AAAI Conference 2020 Conference Paper

Probing Natural Language Inference Models through Semantic Fragments

  • Kyle Richardson
  • Hai Hu
  • Lawrence Moss
  • Ashish Sabharwal

Do state-of-the-art models for language understanding already have, or can they easily learn, abilities such as boolean coordination, quantification, conditionals, comparatives, and monotonicity reasoning (i. e. , reasoning about word substitutions in sentential contexts)? While such phenomena are involved in natural language inference (NLI) and go beyond basic linguistic understanding, it is unclear the extent to which they are captured in existing NLI benchmarks and effectively learned by models. To investigate this, we propose the use of semantic fragments—systematically generated datasets that each target a different semantic phenomenon—for probing, and efficiently improving, such capabilities of linguistic models. This approach to creating challenge datasets allows direct control over the semantic diversity and complexity of the targeted linguistic phenomena, and results in a more precise characterization of a model’s linguistic behavior. Our experiments, using a library of 8 such semantic fragments, reveal two remarkable findings: (a) State-of-the-art models, including BERT, that are pre-trained on existing NLI benchmark datasets perform poorly on these new fragments, even though the phenomena probed here are central to the NLI task; (b) On the other hand, with only a few minutes of additional finetuning—with a carefully selected learning rate and a novel variation of “inoculation”—a BERT-based model can master all of these logic and monotonicity fragments while retaining its performance on established NLI benchmarks.

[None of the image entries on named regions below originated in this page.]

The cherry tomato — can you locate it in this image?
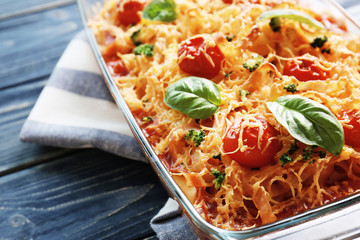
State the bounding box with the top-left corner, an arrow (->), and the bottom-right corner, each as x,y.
343,111 -> 360,147
178,36 -> 224,79
116,0 -> 144,27
284,59 -> 329,82
223,118 -> 281,168
106,59 -> 129,77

IJCAI Conference 2020 Conference Paper

Transformers as Soft Reasoners over Language

  • Peter Clark
  • Oyvind Tafjord
  • Kyle Richardson

Beginning with McCarthy's Advice Taker (1959), AI has pursued the goal of providing a system with explicit, general knowledge and having the system reason over that knowledge. However, expressing the knowledge in a formal (logical or probabilistic) representation has been a major obstacle to this research. This paper investigates a modern approach to this problem where the facts and rules are provided as natural language sentences, thus bypassing a formal representation. We train transformers to reason (or emulate reasoning) over these sentences using synthetically generated data. Our models, that we call RuleTakers, provide the first empirical demonstration that this kind of soft reasoning over language is learnable, can achieve high (99%) accuracy, and generalizes to test data requiring substantially deeper chaining than seen during training (95%+ scores). We also demonstrate that the models transfer well to two hand-authored rulebases, and to rulebases paraphrased into more natural language. These findings are significant as it suggests a new role for transformers, namely as limited "soft theorem provers" operating over explicit theories in language. This in turn suggests new possibilities for explainability, correctability, and counterfactual reasoning in question-answering.